17 Juni 2019
Kantor-kantor pemerintah Hong Kong tetap tutup pada hari Senin di tengah seruan pemogokan.
Pemerintah Hong Kong menyatakan pada hari Senin bahwa kantor-kantor pemerintah pusat akan ditutup pada hari itu ketika kota tersebut bersiap menghadapi pemogokan pekerja setelah tingginya jumlah pemilih pada unjuk rasa hari Minggu yang memprotes rancangan undang-undang ekstradisi yang memecah belah.
Pemberitahuan resmi yang dirilis pada Senin pagi berbunyi: “Karena akses jalan di sekitar Kantor Pemerintah Pusat (CGO) diblokir, CGO masih ditutup sementara hari ini (17 Juni).
“Pegawai yang bekerja di CGO tidak boleh pergi ke tempat kerja dan harus bekerja sesuai dengan rencana darurat biro atau departemen masing-masing. Semua kunjungan ke CGO akan ditunda atau dibatalkan.”
Semalaman, beberapa pengunjuk rasa dari unjuk rasa hari Minggu tetap berada di jalan-jalan di sekitar markas besar pemerintah di Admiralty, menolak seruan polisi untuk meninggalkan daerah tersebut.
Jutaan orang turun ke jalan selama dua akhir pekan berturut-turut dalam unjuk kekuatan yang menuntut permintaan maaf dari kepala eksekutif Carrie Lam. Pada hari Minggu, penyelenggara mengatakan dua juta orang ambil bagian dalam unjuk rasa, sementara polisi menyebutkan angkanya 340.000. Pemberlakuan RUU tersebut ditunda tanpa batas waktu pada hari Sabtu, namun banyak yang khawatir RUU tersebut akan diberlakukan kembali setelah tekanan masyarakat mereda.
Memanfaatkan momentum tersebut, penyelenggara protes Front Hak Sipil (CHRF) menyerukan masyarakat Hong Kong untuk melakukan aksi mogok pada hari Senin dalam upaya untuk menekan pemerintah wilayah tersebut agar memenuhi tuntutan mereka.
“Jika pemerintah menolak untuk merespons, besok hanya akan ada lebih banyak warga Hong Kong yang melakukan aksi mogok; warga akan turun ke jalan sampai suara mereka didengar,” kata CHRF dalam sebuah pernyataan Minggu malam.
Namun tidak disebutkan secara spesifik berapa banyak striker yang diharapkan.
Tuntutan utama CHRF adalah penarikan penuh RUU ekstradisi, pencabutan karakter pengunjuk rasa sebagai perusuh, dan pengunduran diri Lam.

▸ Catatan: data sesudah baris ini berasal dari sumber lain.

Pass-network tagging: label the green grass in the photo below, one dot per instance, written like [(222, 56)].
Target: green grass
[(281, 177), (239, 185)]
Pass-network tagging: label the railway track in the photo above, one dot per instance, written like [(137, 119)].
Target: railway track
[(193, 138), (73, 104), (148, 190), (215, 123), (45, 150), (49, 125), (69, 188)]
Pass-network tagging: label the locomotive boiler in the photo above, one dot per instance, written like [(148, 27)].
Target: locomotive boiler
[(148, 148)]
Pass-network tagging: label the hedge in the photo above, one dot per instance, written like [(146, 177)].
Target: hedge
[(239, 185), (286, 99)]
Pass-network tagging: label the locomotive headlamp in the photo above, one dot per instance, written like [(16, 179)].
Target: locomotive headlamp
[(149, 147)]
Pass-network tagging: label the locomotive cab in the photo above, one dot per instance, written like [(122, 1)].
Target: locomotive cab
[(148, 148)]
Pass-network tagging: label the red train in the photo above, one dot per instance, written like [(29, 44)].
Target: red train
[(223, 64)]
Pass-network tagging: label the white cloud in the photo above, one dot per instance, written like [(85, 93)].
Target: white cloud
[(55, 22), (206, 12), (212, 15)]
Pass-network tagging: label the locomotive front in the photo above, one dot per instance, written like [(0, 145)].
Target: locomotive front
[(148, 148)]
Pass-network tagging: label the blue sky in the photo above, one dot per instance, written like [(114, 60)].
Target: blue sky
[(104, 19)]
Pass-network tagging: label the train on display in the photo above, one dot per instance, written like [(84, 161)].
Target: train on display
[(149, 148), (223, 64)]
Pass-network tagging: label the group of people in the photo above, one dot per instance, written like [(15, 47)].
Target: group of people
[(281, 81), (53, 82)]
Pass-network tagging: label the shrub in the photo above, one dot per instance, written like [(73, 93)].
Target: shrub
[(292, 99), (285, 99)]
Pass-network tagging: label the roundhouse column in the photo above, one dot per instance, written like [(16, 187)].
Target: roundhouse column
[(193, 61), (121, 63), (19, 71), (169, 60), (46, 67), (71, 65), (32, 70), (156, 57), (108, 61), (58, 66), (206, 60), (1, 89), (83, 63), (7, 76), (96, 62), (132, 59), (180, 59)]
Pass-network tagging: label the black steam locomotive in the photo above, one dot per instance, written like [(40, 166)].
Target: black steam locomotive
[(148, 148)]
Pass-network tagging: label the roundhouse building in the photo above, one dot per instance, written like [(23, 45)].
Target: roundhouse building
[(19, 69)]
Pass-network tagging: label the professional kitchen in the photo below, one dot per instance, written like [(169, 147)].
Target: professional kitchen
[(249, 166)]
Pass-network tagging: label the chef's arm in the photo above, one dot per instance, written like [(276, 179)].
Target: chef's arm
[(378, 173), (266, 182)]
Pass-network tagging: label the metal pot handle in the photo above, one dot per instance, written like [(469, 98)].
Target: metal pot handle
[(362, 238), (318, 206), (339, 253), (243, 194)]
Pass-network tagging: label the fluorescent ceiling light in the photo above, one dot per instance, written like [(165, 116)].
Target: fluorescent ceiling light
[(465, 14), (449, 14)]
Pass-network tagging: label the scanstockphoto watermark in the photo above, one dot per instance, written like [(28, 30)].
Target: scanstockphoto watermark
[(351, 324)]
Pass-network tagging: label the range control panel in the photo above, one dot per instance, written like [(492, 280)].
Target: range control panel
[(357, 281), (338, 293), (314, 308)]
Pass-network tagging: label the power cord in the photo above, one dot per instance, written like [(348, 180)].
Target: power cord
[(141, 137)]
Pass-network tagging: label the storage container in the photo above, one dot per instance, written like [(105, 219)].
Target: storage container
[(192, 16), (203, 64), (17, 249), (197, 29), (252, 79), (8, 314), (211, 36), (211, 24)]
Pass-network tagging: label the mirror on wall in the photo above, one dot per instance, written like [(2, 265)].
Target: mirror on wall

Lam telah menghadapi kritik keras atas cara dia menangani krisis ini dan dituduh oleh para pengunjuk rasa sebagai orang yang arogan, tidak peduli dengan keinginan warga Hong Kong, dan bersikap acuh tak acuh.
Polisi juga telah dikritik karena taktik mereka yang keras dalam demonstrasi massal pada tanggal 9 Juni, yang kemudian berubah menjadi bentrokan yang disertai kekerasan, dan juga pada Rabu lalu (12 Juni), yang mana peluru karet dan gas air mata digunakan untuk melawan para pengunjuk rasa.

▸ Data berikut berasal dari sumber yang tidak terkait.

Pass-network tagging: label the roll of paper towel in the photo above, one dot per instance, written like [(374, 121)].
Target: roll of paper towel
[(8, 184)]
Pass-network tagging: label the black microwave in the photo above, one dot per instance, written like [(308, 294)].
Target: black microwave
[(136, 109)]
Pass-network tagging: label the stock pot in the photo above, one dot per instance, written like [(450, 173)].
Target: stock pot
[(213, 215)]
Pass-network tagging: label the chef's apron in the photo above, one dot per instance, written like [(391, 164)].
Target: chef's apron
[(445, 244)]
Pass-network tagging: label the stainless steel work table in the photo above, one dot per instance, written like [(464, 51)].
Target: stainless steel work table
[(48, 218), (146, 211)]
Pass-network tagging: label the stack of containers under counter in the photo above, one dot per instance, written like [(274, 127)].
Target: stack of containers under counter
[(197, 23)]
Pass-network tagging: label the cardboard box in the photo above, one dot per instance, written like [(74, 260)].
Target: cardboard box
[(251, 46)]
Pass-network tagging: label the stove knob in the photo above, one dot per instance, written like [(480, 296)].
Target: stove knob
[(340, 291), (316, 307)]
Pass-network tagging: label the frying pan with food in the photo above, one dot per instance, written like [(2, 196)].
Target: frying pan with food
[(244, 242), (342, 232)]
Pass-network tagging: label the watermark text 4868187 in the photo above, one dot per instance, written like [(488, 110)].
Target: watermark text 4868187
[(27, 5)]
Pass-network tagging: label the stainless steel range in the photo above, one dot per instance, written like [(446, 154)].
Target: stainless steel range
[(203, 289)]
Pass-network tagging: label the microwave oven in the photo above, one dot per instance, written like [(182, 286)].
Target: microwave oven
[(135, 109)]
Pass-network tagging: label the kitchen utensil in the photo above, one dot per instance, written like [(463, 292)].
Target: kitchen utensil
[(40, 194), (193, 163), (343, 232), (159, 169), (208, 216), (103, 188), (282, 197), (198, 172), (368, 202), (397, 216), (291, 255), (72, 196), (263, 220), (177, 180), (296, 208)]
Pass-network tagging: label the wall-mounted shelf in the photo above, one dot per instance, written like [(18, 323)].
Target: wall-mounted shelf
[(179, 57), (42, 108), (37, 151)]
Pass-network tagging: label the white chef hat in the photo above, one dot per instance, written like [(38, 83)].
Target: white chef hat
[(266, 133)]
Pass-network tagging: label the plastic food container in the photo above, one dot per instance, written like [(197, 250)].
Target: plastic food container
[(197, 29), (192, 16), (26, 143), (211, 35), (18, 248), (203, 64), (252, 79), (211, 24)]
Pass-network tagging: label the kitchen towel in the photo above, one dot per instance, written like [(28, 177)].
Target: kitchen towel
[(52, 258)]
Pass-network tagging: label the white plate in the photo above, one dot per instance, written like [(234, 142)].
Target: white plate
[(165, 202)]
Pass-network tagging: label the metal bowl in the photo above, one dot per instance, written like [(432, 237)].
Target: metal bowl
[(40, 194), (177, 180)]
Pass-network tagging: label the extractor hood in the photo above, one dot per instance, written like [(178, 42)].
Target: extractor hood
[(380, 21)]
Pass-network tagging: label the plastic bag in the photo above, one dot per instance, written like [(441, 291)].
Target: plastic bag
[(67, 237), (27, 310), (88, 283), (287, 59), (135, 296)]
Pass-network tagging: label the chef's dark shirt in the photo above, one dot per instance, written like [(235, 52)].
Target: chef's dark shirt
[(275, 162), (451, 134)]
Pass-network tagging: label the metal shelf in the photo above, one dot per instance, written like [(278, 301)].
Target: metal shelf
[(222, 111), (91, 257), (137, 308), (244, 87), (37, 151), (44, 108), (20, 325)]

Ratusan pengunjuk rasa berkumpul di sekitar badan legislatif pada hari Rabu untuk mencegah anggota parlemen masuk dan memperdebatkan RUU tersebut.
Jika diberlakukan, undang-undang tersebut akan mengizinkan ekstradisi satu kali dengan yurisdiksi yang tidak memiliki perjanjian permanen dengan Hong Kong, termasuk Tiongkok daratan.

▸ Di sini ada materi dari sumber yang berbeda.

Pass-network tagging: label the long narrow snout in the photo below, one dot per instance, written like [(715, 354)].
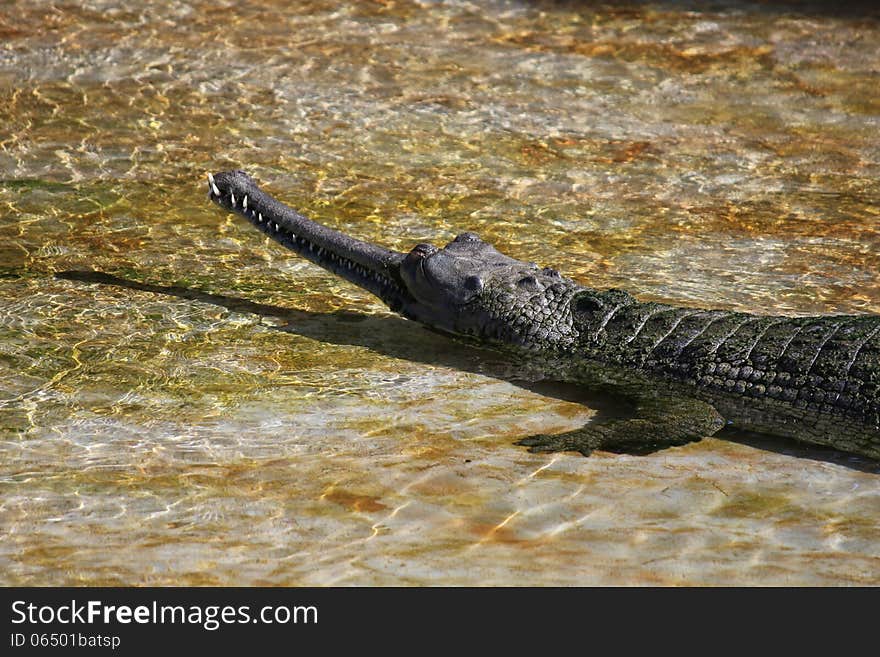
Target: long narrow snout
[(368, 266)]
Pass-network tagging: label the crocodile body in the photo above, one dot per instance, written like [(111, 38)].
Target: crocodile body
[(686, 371)]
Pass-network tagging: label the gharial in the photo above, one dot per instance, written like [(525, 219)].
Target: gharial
[(686, 371)]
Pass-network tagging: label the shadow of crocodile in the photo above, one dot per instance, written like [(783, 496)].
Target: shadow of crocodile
[(396, 337)]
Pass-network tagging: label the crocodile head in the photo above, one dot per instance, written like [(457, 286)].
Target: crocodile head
[(466, 287)]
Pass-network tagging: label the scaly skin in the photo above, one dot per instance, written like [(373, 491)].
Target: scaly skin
[(687, 371)]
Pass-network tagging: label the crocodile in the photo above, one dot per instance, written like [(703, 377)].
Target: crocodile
[(683, 373)]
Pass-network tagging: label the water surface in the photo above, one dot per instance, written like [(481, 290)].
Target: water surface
[(212, 410)]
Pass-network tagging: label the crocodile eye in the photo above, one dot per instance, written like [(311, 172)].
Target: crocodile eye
[(473, 283), (586, 303)]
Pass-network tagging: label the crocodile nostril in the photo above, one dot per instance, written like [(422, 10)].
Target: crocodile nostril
[(473, 283)]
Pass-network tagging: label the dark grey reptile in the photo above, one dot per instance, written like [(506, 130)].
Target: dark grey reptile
[(685, 371)]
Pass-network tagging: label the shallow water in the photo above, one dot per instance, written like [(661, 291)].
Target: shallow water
[(212, 410)]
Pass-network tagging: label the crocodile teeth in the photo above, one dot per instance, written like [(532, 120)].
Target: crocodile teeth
[(213, 185)]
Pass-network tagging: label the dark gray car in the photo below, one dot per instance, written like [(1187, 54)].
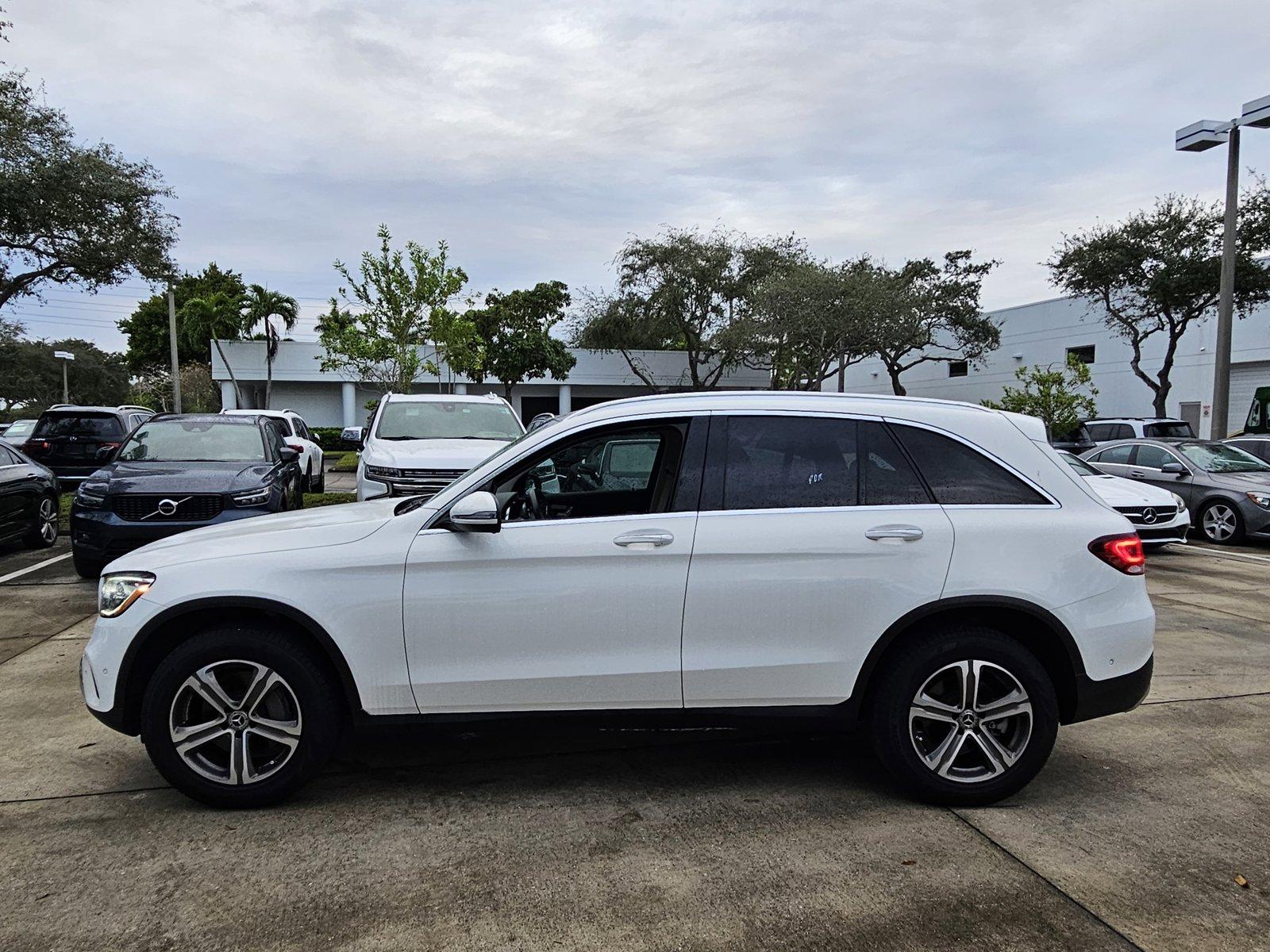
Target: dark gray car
[(1227, 490)]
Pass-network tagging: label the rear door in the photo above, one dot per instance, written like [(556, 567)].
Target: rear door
[(816, 535)]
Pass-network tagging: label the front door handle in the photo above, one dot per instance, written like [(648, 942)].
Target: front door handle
[(910, 533), (645, 537)]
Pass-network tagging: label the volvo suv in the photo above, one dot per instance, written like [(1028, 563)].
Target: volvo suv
[(933, 570)]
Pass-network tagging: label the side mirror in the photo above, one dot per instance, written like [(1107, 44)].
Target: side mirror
[(476, 512)]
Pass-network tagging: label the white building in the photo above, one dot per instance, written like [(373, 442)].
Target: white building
[(325, 399), (1043, 333)]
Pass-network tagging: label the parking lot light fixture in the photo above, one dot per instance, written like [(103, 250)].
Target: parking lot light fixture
[(1199, 137)]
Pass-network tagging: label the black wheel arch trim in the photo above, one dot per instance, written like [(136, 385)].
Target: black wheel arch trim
[(125, 720)]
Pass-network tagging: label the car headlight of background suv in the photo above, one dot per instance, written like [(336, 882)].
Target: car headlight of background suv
[(252, 497), (117, 590)]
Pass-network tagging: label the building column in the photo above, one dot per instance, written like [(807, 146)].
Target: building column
[(348, 397)]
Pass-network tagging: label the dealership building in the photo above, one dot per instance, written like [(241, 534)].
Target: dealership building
[(1041, 333)]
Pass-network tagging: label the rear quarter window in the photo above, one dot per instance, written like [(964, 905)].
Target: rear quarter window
[(959, 475)]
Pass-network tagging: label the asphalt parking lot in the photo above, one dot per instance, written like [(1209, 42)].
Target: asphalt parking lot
[(1130, 838)]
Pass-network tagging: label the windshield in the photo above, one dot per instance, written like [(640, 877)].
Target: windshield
[(1080, 465), (1168, 431), (444, 419), (1222, 457), (194, 441)]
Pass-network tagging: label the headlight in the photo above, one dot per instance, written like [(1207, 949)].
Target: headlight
[(117, 590), (252, 497)]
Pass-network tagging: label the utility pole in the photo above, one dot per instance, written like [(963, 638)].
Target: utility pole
[(171, 338), (1226, 300)]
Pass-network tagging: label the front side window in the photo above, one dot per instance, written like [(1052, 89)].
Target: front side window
[(614, 473), (194, 441), (444, 419), (959, 475)]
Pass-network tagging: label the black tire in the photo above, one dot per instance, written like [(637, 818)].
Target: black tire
[(1210, 532), (235, 649), (86, 566), (912, 666), (40, 536)]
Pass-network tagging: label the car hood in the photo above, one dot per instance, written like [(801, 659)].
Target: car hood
[(279, 532), (181, 478), (1117, 492), (429, 454)]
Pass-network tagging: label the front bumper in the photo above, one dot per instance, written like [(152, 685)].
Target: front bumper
[(1099, 698)]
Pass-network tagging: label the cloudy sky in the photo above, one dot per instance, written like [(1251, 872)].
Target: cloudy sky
[(537, 136)]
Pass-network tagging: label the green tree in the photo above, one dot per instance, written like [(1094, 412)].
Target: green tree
[(930, 313), (510, 340), (216, 317), (1157, 273), (70, 213), (1062, 397), (260, 309), (683, 291), (379, 325), (146, 328)]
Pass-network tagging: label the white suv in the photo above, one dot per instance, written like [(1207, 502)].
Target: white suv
[(933, 569), (419, 443), (295, 431)]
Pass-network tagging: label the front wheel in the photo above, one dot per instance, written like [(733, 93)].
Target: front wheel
[(239, 717), (964, 716)]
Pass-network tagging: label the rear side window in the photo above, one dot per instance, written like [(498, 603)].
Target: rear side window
[(789, 463), (959, 475), (80, 425)]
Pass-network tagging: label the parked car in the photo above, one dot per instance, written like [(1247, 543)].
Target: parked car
[(29, 501), (1159, 514), (1111, 428), (933, 569), (1226, 489), (178, 473), (417, 444), (295, 432), (75, 441)]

Namun warga Hong Kong khawatir bahwa hal ini merupakan tanda lain dari terkikisnya kebebasan di bawah pemerintahan Beijing, dan khawatir undang-undang tersebut dapat digunakan untuk melawan pembangkang atau aktivis politik.
Berdasarkan perjanjian “satu negara, dua sistem”, kota ini dijamin mendapatkan “otonomi tingkat tinggi” dan memiliki peradilan dan Konstitusi yang terpisah dari daratan. Penduduknya juga diberikan kebebasan yang tidak ditemukan di wilayah lain di Tiongkok, termasuk kebebasan pers dan hak untuk melakukan protes.